The study, which included surveys and experiments in which more than 1,000 participants were shown episodes of “Wiseguy” and other iconic television shows from the 1970s and 1980s, indicated that less than 1 percent of the U.S. population remembers Ken Wahl’s name or would be able to recognize him on the street, at a Department of Motor Vehicles office or if he were to ask them for spare change on a street corner or subway platform, something one study participant insisted Wahl had done as recently as 2012.

Lead researcher Diana Melendez explains that the study, commissioned by NBCUniversal in an effort to explore the potential marketability of stars from yesteryear, produced some surprising results.

“We really felt this was going to be a groundbreaking study into the fleeting nature of celebrity,” explains Melendez. “While I can say with certainty that the study was groundbreaking, ultimately some of the results turned our initial theory on its head.”

Though Melendez admittedly did not expect many participants to remember Wahl, the researcher notes that the nearly universal amnesia of the study group with regard to the tall, dark and once-handsome Chicago-born actor was somewhat surprising to the study’s authors. But the surprise at Wahl’s transformation from leading man on a popular and critically acclaimed television show to wholly unrecognizable and forgotten afterthought paled in comparison to that of the study’s other findings, most notably that celebrity is not as fleeting as the case of Ken Wahl might suggest.

“My fellow authors and I concluded that Ken Wahl is the exception and not the rule,” said Melendez, citing the study participants’ considerable familiarity with other aging actors whose time in the limelight has long since expired. “For example, more than 70 percent of our participants instantly recognized Gregory Sierra, who played third fiddle to Redd Foxx and Demond Wilson as Fred and Lamont Sanford’s Puerto Rican neighbor, Julio, on ‘Sanford & Son,’ a show that aired its final episode in 1977. By contrast, barely anyone remembered Ken Wahl, even though he was still starring as the lead in his own show as recently as 1990.”

Perhaps most telling was that more than 80 percent of participants fondly recalled a handful of Wahl’s “Wiseguy” costars, including Jim Byrnes, William Russ and Ray Sharkey.
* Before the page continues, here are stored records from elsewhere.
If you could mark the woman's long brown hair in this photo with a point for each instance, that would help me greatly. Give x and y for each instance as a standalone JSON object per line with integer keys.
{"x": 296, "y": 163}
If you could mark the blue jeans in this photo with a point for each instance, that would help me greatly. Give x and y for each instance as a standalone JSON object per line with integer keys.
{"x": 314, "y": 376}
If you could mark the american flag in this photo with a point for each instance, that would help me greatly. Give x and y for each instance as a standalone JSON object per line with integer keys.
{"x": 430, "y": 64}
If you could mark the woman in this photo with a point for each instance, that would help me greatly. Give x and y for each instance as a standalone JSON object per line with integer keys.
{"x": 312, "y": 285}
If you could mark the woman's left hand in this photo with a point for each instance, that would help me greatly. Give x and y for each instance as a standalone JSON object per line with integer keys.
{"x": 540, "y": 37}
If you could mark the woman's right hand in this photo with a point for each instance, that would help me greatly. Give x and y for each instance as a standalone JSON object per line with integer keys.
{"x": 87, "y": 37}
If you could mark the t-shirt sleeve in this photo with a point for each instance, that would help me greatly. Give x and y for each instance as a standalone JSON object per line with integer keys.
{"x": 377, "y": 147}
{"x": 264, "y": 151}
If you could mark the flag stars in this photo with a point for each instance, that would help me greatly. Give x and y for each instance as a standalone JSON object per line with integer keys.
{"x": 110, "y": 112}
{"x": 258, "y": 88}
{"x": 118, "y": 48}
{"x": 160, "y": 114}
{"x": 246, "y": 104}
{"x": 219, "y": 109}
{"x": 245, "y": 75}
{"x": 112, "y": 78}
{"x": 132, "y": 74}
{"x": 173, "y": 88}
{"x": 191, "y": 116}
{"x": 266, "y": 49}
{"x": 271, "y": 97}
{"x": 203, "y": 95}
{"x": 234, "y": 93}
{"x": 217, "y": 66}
Neither Byrnes, Russ nor Sharkey, who passed away more than two decades ago, are considered household names, yet participants still widely recalled each actor’s name and face while drawing a collective blank with regard to the 59-year-old Wahl.

“Science cannot explain everything,” admits Melendez. “But in this case it’s almost as if Americans have made a nearly universal and conscious effort to forget Ken Wahl.”